Another big problem is that casting is used for a whole bunch of tasks that mean different things (i.e. they're semantically different) and had different effects. It all depends upon the type you're casting from and the type you're casting to:

  • Changing a value's representation. C and C++ are full of "standard conversions" that change one type into another. Some are done implicitly, but for others, you have to use a casting operator. Let's say we want to find the integer part of a floating point value. We can say:
    float f = 3.14159;
    int i = (int)f; // i now equals 3
    
    or, convert an integer into an enumerator:
    enum color {red, green, blue};
    color c = (color)2; // MAYBE color == blue now
    
    The internal physical representation of the objects changes when we do this. Sometimes bits are simply added or subtracted; other times, as in the float-to-int conversion, the object is completely rearranged.
     
  • Casting away constness. Let's say you want to assign to a const object.
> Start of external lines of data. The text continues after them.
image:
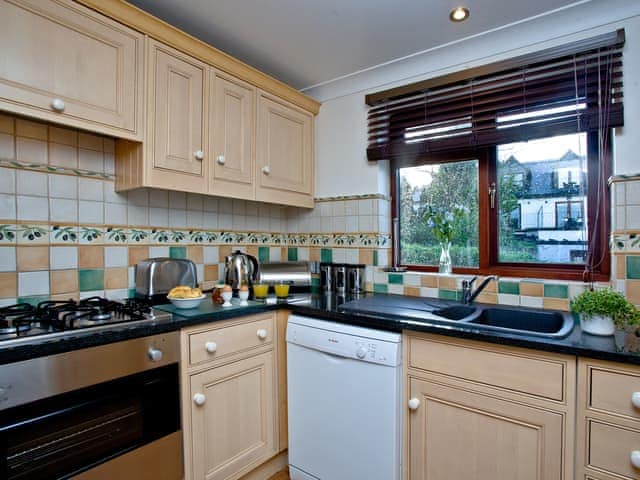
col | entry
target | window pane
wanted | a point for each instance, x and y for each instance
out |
(449, 190)
(542, 193)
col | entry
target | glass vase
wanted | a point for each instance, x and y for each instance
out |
(444, 266)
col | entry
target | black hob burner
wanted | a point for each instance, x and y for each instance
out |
(56, 317)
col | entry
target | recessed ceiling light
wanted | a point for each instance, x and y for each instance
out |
(459, 14)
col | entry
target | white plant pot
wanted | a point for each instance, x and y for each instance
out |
(597, 325)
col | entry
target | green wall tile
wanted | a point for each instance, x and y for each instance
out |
(91, 279)
(556, 291)
(633, 267)
(35, 300)
(512, 288)
(178, 252)
(380, 288)
(448, 294)
(263, 254)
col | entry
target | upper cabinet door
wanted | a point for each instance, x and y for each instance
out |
(67, 64)
(284, 158)
(232, 121)
(175, 139)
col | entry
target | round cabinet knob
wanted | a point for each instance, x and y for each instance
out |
(57, 105)
(155, 355)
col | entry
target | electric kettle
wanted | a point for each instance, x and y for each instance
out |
(240, 269)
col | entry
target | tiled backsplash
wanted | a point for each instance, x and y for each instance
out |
(64, 232)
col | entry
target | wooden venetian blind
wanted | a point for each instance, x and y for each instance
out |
(574, 88)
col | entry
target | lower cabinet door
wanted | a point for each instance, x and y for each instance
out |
(458, 434)
(233, 418)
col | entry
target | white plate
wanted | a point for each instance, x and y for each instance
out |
(187, 302)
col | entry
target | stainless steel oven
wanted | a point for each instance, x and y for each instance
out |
(105, 412)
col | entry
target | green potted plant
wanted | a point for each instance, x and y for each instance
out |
(602, 311)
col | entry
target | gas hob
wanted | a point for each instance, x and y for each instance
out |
(26, 323)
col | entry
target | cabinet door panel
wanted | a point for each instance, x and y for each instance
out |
(284, 156)
(235, 428)
(461, 434)
(69, 53)
(232, 137)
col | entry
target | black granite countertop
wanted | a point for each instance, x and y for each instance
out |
(328, 307)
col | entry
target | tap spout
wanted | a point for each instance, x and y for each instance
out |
(468, 294)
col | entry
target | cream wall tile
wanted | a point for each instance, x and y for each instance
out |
(158, 251)
(33, 208)
(63, 155)
(62, 210)
(7, 146)
(116, 257)
(65, 136)
(8, 259)
(7, 180)
(63, 186)
(158, 217)
(90, 212)
(33, 283)
(32, 183)
(177, 218)
(90, 160)
(210, 220)
(63, 258)
(90, 141)
(30, 129)
(91, 189)
(195, 219)
(115, 214)
(158, 198)
(32, 151)
(178, 200)
(137, 216)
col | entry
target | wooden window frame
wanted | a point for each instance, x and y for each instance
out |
(599, 169)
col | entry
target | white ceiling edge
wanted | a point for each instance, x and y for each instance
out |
(579, 21)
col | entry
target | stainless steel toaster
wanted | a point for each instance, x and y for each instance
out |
(156, 276)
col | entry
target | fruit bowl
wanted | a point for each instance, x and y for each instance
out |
(187, 302)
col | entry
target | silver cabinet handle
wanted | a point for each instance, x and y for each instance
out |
(58, 105)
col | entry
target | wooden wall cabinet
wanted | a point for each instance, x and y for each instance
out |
(64, 63)
(608, 425)
(483, 412)
(230, 397)
(175, 143)
(284, 146)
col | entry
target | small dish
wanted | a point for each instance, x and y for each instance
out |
(185, 303)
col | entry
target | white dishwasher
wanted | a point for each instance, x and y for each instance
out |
(345, 387)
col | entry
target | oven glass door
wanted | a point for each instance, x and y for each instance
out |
(61, 436)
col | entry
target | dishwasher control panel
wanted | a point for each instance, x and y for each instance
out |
(347, 341)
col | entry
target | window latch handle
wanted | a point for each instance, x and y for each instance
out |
(492, 194)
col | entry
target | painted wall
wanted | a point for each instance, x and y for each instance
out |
(341, 166)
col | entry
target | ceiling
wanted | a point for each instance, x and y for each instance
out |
(309, 42)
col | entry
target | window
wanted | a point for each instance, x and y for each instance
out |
(516, 154)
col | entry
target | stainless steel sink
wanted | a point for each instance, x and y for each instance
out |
(511, 320)
(523, 320)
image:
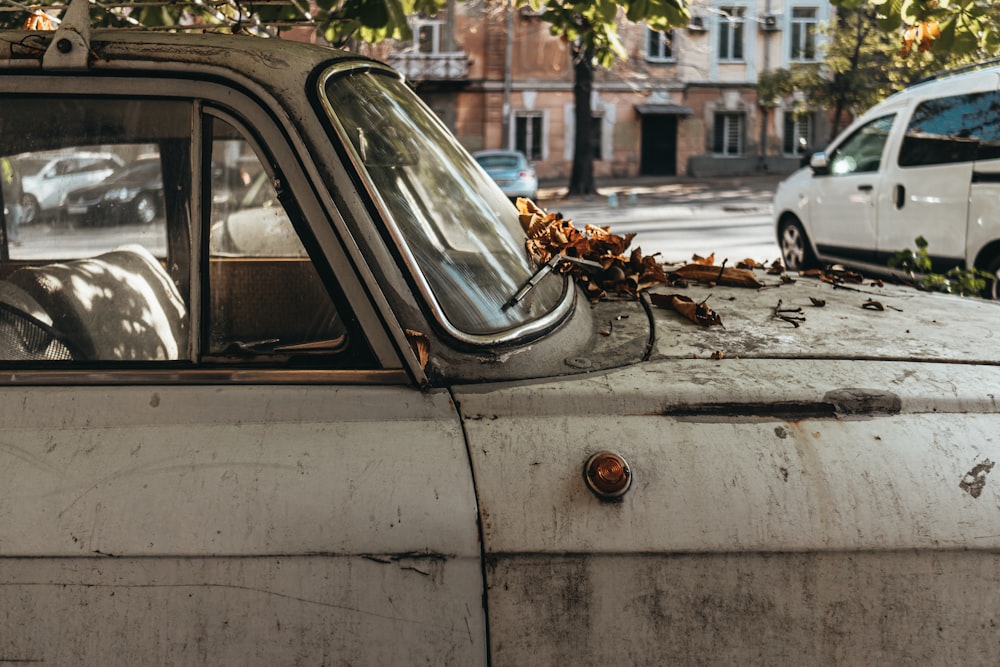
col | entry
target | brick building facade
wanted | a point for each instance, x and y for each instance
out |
(683, 103)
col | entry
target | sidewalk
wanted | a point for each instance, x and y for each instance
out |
(728, 192)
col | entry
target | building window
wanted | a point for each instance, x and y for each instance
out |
(798, 134)
(427, 36)
(528, 134)
(731, 31)
(728, 134)
(596, 135)
(659, 45)
(803, 37)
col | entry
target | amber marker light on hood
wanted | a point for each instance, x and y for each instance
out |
(608, 474)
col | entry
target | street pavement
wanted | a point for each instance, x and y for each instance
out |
(679, 217)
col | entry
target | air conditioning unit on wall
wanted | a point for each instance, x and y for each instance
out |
(696, 24)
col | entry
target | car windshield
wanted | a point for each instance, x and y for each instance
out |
(457, 231)
(499, 161)
(143, 170)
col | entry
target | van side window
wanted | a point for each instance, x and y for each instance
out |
(862, 151)
(949, 130)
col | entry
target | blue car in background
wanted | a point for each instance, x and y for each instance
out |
(511, 171)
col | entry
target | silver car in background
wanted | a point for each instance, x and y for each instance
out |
(511, 171)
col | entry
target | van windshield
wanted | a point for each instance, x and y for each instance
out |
(454, 227)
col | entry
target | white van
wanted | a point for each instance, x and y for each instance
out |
(924, 162)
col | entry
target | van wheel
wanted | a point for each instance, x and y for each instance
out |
(794, 244)
(992, 289)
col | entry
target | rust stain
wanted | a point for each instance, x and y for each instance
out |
(974, 481)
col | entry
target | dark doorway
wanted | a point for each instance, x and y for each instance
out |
(659, 145)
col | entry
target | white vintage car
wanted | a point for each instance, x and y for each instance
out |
(392, 438)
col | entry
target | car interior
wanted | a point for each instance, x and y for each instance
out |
(122, 291)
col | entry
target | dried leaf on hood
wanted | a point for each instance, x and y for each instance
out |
(610, 271)
(421, 346)
(718, 275)
(871, 304)
(697, 312)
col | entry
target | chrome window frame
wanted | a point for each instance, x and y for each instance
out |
(563, 308)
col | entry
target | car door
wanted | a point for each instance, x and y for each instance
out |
(929, 181)
(213, 453)
(843, 210)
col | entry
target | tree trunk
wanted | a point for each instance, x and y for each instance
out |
(581, 180)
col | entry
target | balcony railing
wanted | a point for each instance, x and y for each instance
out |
(431, 66)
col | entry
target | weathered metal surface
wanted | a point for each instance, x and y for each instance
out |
(237, 525)
(822, 608)
(761, 490)
(912, 325)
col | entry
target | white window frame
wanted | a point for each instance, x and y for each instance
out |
(802, 127)
(803, 34)
(437, 28)
(733, 133)
(732, 27)
(665, 46)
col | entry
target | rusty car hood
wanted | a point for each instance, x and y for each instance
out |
(811, 319)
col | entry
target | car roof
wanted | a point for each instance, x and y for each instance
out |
(275, 64)
(487, 153)
(953, 83)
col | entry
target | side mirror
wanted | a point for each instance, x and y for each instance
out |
(819, 164)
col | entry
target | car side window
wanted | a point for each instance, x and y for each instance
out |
(88, 271)
(950, 130)
(267, 300)
(862, 150)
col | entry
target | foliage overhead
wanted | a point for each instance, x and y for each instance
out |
(337, 20)
(956, 26)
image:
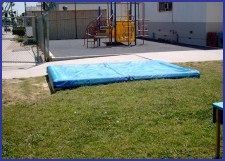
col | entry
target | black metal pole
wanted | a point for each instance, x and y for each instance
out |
(76, 18)
(99, 13)
(130, 10)
(135, 28)
(115, 21)
(111, 12)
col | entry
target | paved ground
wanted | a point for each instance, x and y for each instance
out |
(173, 57)
(15, 55)
(66, 49)
(26, 66)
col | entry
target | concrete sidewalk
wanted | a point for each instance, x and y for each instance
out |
(171, 56)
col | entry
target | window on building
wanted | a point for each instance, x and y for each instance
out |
(165, 6)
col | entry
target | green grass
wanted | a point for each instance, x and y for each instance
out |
(141, 119)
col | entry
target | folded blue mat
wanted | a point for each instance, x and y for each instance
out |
(64, 76)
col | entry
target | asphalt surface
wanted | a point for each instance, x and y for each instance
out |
(75, 49)
(151, 50)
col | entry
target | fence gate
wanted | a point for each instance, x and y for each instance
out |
(19, 42)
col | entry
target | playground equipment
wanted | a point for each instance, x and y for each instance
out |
(125, 28)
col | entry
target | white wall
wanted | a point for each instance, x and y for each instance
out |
(152, 13)
(214, 12)
(182, 12)
(189, 11)
(83, 6)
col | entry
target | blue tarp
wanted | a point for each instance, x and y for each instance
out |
(63, 76)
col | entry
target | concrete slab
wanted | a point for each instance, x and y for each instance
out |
(172, 57)
(70, 49)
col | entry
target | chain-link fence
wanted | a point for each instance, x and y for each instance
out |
(19, 43)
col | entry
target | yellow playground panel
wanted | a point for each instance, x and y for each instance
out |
(124, 31)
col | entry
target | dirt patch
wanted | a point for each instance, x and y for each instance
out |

This of course goes against the definition of constness, but sometimes it's necessary (e.g. Windows API calls). And so you can say:
    const int i = 3;
    (int) i = i + 1; // i == 4 now, despite being const
    
    We're making a promise in one part of the code and breaking it in another!
     
  • Converting an object of one class type into an object that's a derived class type. This is a form of typecasting that you don't get in C. It's safe as long as the object is really of the derived type:
    class Base {
    public:
    virtual ~base() {}
    };
    class Derived: public Base { };
    Base *b = new Derived;
    Derived *d = (Derived *)b;
    
    There's an analogue in C where you cast a struct object into one of its members:
    struct Baseoid {int i' };
    struct Derivedoid { Baseoid b; int j; };
    
    Baseoid *b = (Baseoid *) malloc (sizeof(Derivedoid) );
    Derivedoid *d = (Derivedoid*) b;
    
    b.i = 3;
    d.j = d.b.i; // d.j now == 3
    
  • Pretending an object is of one type when it's really another type, the kitchen sink of casting. You can convert a pointer into a struct, a function pointer into an integer, anything that isn't well defined in the compiler. This type of casting is like using the different members of a union:
    union { float f;
            int i;
          } u;
    u.f = 3.14159; // I Can guarantee that u.i != 3;
    
    or even
    float f = (float) u;  // f == 3.14159;
    
    The compiler has no way to convert betwen the two types, and simply interprets the same bits as if it were the other type.
These all become necessary at times (poor, poor Windows programmer) but they are all deadly dangerous.

Well, then, now what?

Bjarne Stroustrup, the inventor of C++, realized the problems of casting in the late 1980's. The second edition of his book The C++ Programming Language actually described macros for run-time type identification and safer typecasting. These were later incorporated into Standard C++, and appear in the third edition of his book. C++ now has separate operators for the four semantic categories of typecasting:

  • static_castfor well-defined representation conversions, such as builtin conversions, converting derived types to base types, and class type conversion operators.
    enum color {red, green, blue};
    color c = static_cast<color>(2); // MAYBE color == blue now
    
  • const_cast for casting away constness:
    const int i = 3;
    const_cast<int>(i) = i + 1; // i == 4 now, despite being const
    
  • dynamic_cast for converting base class objects into derived class objects,
    Derived *d = dynamic_cast<Derived *>(b);
    
  • and finally reinterpret_cast for everything else:
    float f = reinterpret_cast<float>(u); 
    

Ugly? Sure! That's the point. Aesthetic justice, I say. You're doing something ugly here, and it has to be labeled with a big ugly red flashing neon sign.


1Pity us poor souls who must program to the Microsoft Windows API.